Captive Prince (Captive Prince 1)
Page 70
Slaves-in-training were gathering around him, a semi-circle of onlookers.
‘What happened?’
‘Iphegin slipped on the stairs.’ And then, ‘You think Aden pushed him?’
The joke was awful. There were dozens of male slaves-in-training, but only four wore a golden pin, and Aden and Iphegin were the only two who wore the pin of the King. A voice at his elbow.
‘Come away, Erasmus.’
Iphegin was breathing. His chest was rising and falling. Blood down Iphegin’s chin had stained the front of his training silks. He would have been on his way to a kithara lesson.
‘Erasmus, come away.’
Distantly, Erasmus felt a hand on his arm. He looked around blindly and saw Kallias. Trainers were lifting Iphegin and carrying him indoors. In the palace, he would be tended by concerned trainers and palace physicians.
‘He’ll be all right, won’t he?’
‘No,’ said Kallias. ‘It will scar.’
Erasmus would never forget how it had felt to see him again: a slave-in-training rising from a prostration to his trainer, heart-wrenchingly lovely, with a tumble of dark brown curls and wide set blue eyes. There had always been something untouchable about his beauty, his eyes like the unreachable blue sky. Nereus had always said of him, A man only has to look at him to want to possess him.
Aden’s mouth had turned down. ‘Kallias. You can moon over him all you want, everyone does. He won’t look twice at you. He thinks he’s better than everyone else.’
‘Erasmus?’ Kallias had said, stopping as Erasmus had stopped, staring as Erasmus was staring, and in the next moment Kallias was throwing his arms around Erasmus, holding him tight, pressing his cheek to Erasmus’s cheek, the highest intimacy allowed to those who were forbidden to kiss.
Aden was staring at them, open mouthed.
‘You’re here,’ said Kallias. ‘And you’re for the Prince.’
Erasmus saw that Kallias also wore a pin, but that it was plain gold, without a lion’s head.
‘I’m for the other Prince,’ said Kallias. ‘Kastor.’
They were inseparable, close as they had been in the gardens of Nereus, as though the three years of separation had never been. Close as brothers, the trainers said, smiling because this was a charming conceit, young slaves echoing the relationship of their princely masters.

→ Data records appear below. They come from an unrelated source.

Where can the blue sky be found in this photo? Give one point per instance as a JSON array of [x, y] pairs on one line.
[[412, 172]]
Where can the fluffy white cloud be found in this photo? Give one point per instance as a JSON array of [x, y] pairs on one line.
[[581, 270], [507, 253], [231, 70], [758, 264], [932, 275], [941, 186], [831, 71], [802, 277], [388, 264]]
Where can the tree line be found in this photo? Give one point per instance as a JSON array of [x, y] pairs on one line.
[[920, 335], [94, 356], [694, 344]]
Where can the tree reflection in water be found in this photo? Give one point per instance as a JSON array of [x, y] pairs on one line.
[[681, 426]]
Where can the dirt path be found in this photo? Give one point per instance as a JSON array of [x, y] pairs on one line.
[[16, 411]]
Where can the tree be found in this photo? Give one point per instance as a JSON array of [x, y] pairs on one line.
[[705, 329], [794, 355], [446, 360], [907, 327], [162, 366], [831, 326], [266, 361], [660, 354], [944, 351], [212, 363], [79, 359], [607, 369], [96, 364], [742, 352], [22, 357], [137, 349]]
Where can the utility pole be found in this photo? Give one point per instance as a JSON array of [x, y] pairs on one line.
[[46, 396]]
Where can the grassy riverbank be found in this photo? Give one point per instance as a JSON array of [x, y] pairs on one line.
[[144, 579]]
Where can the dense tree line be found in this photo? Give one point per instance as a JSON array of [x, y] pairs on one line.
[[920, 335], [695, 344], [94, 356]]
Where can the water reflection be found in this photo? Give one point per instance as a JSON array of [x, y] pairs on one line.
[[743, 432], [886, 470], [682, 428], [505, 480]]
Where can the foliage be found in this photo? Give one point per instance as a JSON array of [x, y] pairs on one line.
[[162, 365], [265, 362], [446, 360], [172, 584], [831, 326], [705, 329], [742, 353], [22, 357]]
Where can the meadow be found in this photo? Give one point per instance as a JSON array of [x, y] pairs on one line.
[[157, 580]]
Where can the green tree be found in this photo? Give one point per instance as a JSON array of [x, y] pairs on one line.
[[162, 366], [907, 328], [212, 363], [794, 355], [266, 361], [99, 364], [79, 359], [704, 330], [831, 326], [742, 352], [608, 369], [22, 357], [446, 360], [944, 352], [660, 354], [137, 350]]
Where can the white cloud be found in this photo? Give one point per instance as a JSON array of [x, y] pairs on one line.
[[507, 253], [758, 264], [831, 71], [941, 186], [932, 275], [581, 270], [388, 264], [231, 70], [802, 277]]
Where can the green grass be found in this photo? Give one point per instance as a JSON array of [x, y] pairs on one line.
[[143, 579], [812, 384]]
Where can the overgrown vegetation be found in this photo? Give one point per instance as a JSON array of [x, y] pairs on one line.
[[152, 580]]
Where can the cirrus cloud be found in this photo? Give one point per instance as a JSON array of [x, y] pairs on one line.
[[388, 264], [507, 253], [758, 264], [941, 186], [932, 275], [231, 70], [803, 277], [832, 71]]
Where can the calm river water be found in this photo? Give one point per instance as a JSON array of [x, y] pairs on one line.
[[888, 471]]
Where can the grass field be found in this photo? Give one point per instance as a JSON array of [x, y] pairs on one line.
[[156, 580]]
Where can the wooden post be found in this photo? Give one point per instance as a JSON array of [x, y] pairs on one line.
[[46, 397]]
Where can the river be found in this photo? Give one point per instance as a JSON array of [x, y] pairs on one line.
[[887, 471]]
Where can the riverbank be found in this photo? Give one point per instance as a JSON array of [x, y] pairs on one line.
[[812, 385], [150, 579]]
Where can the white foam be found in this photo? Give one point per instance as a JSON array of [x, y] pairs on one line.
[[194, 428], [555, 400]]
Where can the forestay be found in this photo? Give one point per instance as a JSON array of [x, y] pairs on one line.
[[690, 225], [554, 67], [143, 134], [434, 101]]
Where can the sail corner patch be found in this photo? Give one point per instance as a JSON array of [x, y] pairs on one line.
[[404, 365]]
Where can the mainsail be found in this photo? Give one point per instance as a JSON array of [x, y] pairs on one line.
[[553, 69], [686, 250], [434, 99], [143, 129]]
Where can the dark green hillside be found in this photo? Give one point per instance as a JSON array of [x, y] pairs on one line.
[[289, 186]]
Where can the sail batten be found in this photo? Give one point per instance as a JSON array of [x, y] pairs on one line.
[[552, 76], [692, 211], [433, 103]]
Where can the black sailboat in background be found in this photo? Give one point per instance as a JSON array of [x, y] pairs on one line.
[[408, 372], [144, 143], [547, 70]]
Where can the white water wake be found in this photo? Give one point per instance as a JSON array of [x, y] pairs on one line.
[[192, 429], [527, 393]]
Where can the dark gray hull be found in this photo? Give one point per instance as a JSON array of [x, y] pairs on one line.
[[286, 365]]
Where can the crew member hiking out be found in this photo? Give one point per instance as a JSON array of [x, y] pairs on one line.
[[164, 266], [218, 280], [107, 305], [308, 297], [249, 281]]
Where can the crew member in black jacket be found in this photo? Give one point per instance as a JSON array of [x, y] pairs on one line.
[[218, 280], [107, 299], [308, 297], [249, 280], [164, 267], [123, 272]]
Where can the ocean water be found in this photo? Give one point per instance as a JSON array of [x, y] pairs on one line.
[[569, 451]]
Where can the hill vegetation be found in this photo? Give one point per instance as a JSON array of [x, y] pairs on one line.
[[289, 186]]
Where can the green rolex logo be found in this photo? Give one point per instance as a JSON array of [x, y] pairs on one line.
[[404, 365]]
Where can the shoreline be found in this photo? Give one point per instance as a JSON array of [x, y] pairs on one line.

In the evenings, and in the moments snatched around training, they spilled out their words and seemed to talk about everything. Kallias talked in his quiet, serious voice about vast, wide-ranging topics, politics, art, mythology, and he always knew the best of the palace gossip. Erasmus talked hesitatingly and for the first time about his most private feelings, his responsiveness to his training, his eagerness to please.
All of this with a new consciousness of Kallias’s beauty. Of how far beyond him Kallias seemed.
Of course, Kallias was thre
e years ahead of him in training, although they were the same age. That was because the age at which one took training silks differed, and was not marked in years. The body knows when it is ready.
But Kallias was ahead of everyone. The slaves-in-training who weren’t jealous hero-worshipped him. Yet there was a distance between Kallias and the others. He wasn’t conceited. He often offered help to the younger boys, who blushed and grew awkward and flustered. But he never really talked to them, beyond politeness. Erasmus never really knew why Kallias singled him out, glad of it though he was. When Iphegin’s room was cleared out and his kithara given to one of the new boys, all Kallias had said was, ‘He was named for Iphegenia, the most-loyal. But they don’t remember your name if you fall.’ Erasmus had said, meaning it, ‘You won’t fall.’
That afternoon, Kallias flung himself down in the shade, and let his head rest in Erasmus’s lap, his legs tumbled out on the soft grass. His eyes were closed, dark lashes resting against his cheeks. Erasmus barely moved at all, not wanting to disturb him, over-conscious of his heartbeats, of the weight of Kallias’s head against his thigh, unsure of what to do with his hands. Kallias’s unselfconscious ease made Erasmus feel happy and very shy.
‘I wish we could stay like this forever,’ he said, softly.
And then flushed. A curl of hair lay across Kallias’s smooth forehead. Erasmus wanted to reach out and touch it, but he wasn’t brave enough. Instead this daring had blurted out of his mouth.
The garden was drenched with the heat of summer, the piping of a bird, the slow buzzing of an insect. He watched a dragonfly land on a pepperstalk. The slow movement only made him more conscious of Kallias.
After a moment, ‘I’ve started training for my First Night.’
Kallias didn’t open his eyes. It was Erasmus’s heart that was suddenly beating too fast.